Quale sentiero seguire? Presso l’hotel ristorante Notre Maison è presente un cartello in cui sono indicate le varie mete raggiungibili attraverso il sentiero nr. 13, compresa Punta Leysser. Al primo breve tratto, su buone pendenze, segue una full immersion naturalistica un po’ più tranquilla, fino all’imbocco del “muro verticale” nel vallone di Loe (il nome di questo segmento su Strava è “To Refuge Fallère – Bosco ripido”, della lunghezza di 1,17 km a una pendenza media del 24,9% e dislivello di 293 metri).

Terminato questo tratto, dopo avere immortalato le varie sculture con la vostra fotocamera, approccerete un settore più rilassante e poi… dovrete decidere se optare per il trail nr. 13A oppure se proseguire fino al Rifugio Mont Fallère e seguire le indicazioni nr. 13C.

Noi abbiamo scelto la prima opzione, girando a sinistra sui pratoni adiacenti al rifugio, non sapendo che le segnalazioni (composte da omini e bollini gialli) fossero veramente scarse e presto abbiamo perso la traccia. Per logica, siamo comunque andati dritti e, dopo avere superato una collinetta, abbiamo ritrovato il sentiero principale. Al ritorno, siamo invece rimasti sul 13C, raggiungendo facilmente il rifugio.

La strada fino al colle Paletta può essere considerata di difficoltà E, mentre il breve tratto tra quest’ultimo e Punta Leysser è più probabilmente di livello EE. Noi ci siamo fermati qui ma, volendo, avremmo potuto ancora proseguire lungo la linea di cresta, da cui si ammira il lago Leysser dall’alto.

Emozioni personali

C’è stato un momento, durante la salita, in cui ho sentito il bisogno di rallentare. Non per la fatica, ma per lasciarmi attraversare da quello che stavo vivendo. I colori dell’estate, il silenzio, il legno scolpito, la compagnia di un amico: tutto mi riportava alla mente la splendida escursione del 1° ottobre 2023, fatta con mia moglie Anna.

Allora il paesaggio era rosso, dorato, immerso nel foliage. Oggi, invece, tutto era verde, vivo, pieno di luce. Due stagioni diverse, due stati d’animo diversi. Stesse emozioni, però gratitudine, meraviglia, connessione.

Consigli per l’escursione alla Punta Leysser

  • Punto di partenza: parcheggio Hotel Notre Maison, Vétan
  • Tempo totale: circa 5h30′ tra andata e ritorno (pause escluse)
  • Dislivello: circa 1000 m
  • Difficoltà: E (escursionistica), breve tratto attrezzato finale
  • Periodo ideale: giugno – ottobre
  • Fonti d’acqua: Rifugio Mont Fallère (eventuale sosta)
  • Segnaletica: ben indicato il 13C (se al bivio doveste prendere il 13A, potreste perdere la traccia)

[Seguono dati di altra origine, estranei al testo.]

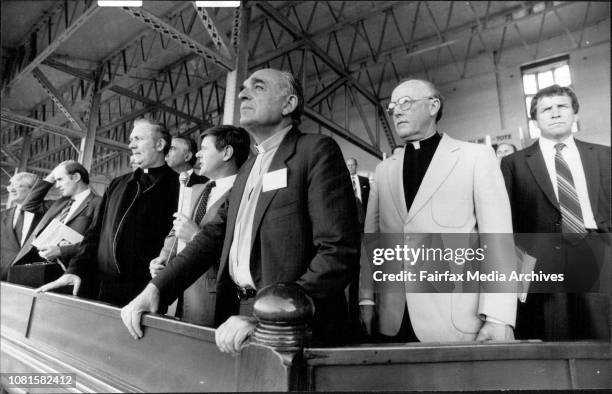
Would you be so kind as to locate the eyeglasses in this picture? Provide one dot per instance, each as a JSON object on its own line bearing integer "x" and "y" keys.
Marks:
{"x": 404, "y": 103}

Flora e fauna del percorso

Questa zona della Valle d’Aosta è particolarmente ricca dal punto di vista naturalistico:

Flora

  • Nei tratti più bassi si attraversano pascoli alpini e zone di lariceti.
  • In estate è facile imbattersi in gigli martagoni, genziane, arnica, campanule e rododendri in fiore.
  • Nelle zone più alte, verso il colle e la vetta, dominano muschio, erbe pioniere e piccole piante resistenti al vento e alla quota.

Fauna

  • Se si cammina in silenzio è possibile avvistare camosci e marmotte, soprattutto nella zona tra il Rifugio e il Colle Paletta.
  • Più in basso, ghiri, volpi, e rapaci come poiane o aquile reali sorvolano la zona.
  • Occhio anche a picchi muratori, fringuelli alpini e corvi imperiali, spesso visibili lungo le creste.

Una montagna da vivere con tutti i sensi

La Punta Leysser non è solo una meta da raggiungere, ma un’esperienza da vivere con lentezza e cuore aperto. È un’escursione che unisce la bellezza naturale, la ricerca interiore, la memoria personale e persino l’arte, grazie alle straordinarie sculture di Siro Viérin.

Che sia estate o autunno, da soli o in compagnia, il sentiero verso Leysser è uno di quelli che ti accompagna anche dopo essere tornato a casa. La magia della Valle d’Aosta non si smentisce mai.